How the Muslim Pro application sells our personal data to the U.S. military

Muslim Pro, a Muslim prayer application with more than 98 million downloads, is one of the applications connected to a vast supply chain that sends the personal data of ordinary people to brokers, contractors and the military, Vice magazine reveals.
Applications that send data to X-Mode include Muslim Pro, an application that reminds users when to pray and in what direction Mecca is in relation to the user’s current location. The application has been downloaded more than 50 million times on Android, according to the Google Play Store, and more than 98 million in total on other platforms, including iOS, according to the Muslim Pro website.

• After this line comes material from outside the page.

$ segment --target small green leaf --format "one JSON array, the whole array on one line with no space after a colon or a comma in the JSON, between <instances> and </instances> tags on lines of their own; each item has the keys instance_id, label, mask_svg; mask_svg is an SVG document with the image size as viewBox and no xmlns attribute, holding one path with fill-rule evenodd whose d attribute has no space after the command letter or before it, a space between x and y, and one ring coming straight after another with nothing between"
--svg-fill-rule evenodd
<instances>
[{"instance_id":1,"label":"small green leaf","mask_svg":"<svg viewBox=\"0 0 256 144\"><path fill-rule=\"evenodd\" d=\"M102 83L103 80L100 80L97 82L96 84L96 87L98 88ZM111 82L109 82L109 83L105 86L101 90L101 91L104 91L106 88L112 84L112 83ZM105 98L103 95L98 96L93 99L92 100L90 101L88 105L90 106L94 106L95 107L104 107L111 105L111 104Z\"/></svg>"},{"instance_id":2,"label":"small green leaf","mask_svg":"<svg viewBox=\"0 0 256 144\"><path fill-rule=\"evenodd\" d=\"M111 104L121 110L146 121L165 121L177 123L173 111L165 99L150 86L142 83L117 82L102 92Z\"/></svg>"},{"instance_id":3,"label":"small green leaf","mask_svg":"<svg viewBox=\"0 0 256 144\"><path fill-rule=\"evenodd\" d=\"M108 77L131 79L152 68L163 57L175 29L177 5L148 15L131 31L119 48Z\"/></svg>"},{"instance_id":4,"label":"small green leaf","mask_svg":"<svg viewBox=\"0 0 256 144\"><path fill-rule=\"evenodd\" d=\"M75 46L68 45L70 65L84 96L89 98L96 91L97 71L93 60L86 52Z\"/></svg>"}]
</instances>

“The most popular Muslim application! “reads the Muslim Pro website. The application also includes passages and audio readings from the Quran. Another application that sent data to X-Mode was Muslim Mingle, a dating application that has been downloaded more than 100,000 times.
The purchase of this information by U.S. law enforcement has raised questions about whether authorities are buying their location data, which may normally require an access warrant. But the USSOCOM contract and the additional reports are the first evidence that the purchase of location data in the United States has spread from law enforcement to military agencies.
The motherboard used network analysis software to observe the Android and iOS versions of the Muslim Pro application by repeatedly sending granular location data to the X-Mode endpoint. Will Strafach, an iOS researcher and founder of Guardian, said he also saw the iOS version of Muslim Pro sending location data to X-Mode.
The data transfer also included the name of the wireless network the phone was currently connected to, a timestamp and information about the phone such as its model, according to Motherboard tests.
The U.S. military buys granular motion data from people around the world, collected from seemingly harmless applications, Motherboard learned. The most popular application among a group of motherboards analyzed and connected to this type of data sale is Muslim Pro, which has more than 98 million downloads worldwide.
Others include a Muslim dating application, a popular Craigslist application, a storm tracking application, and a “level” application that can be used to help, for example, set up shelves in a room.
Through public records, developer interviews, and technical analysis, Motherboard discovered two separate and parallel data streams that the U.S. military uses or has used to obtain location data.
One is based on a company called Babel Street, which creates a product called Locate XUS Special Operations Command (USSOCOM), a branch of the military responsible for counterterrorism, counterinsurgency, and special reconnaissance purchased access to Locate X to assist special forces operations overseas. The other flow goes through a company called X-Mode, which obtains location data directly from applications and then sells it to subcontractors and, by extension, the military.
The news highlights the opaque location data industry and the fact that the U.S. military, which has sadly used other location data to target UAV strikes, is buying access to sensitive data. Many users of applications involved in the data supply chain are Muslim, which is remarkable given that the U.S. has waged a decades-long war against Muslim-majority terrorist groups in the Middle East and has killed hundreds of thousands of civilians in its wars with military operations in Pakistan, Afghanistan, and Iraq. The motherboard is not aware of any specific operation in which this type of application-based location data has been used by the U.S. military.
Muslim Pro has not responded to several requests for feedback.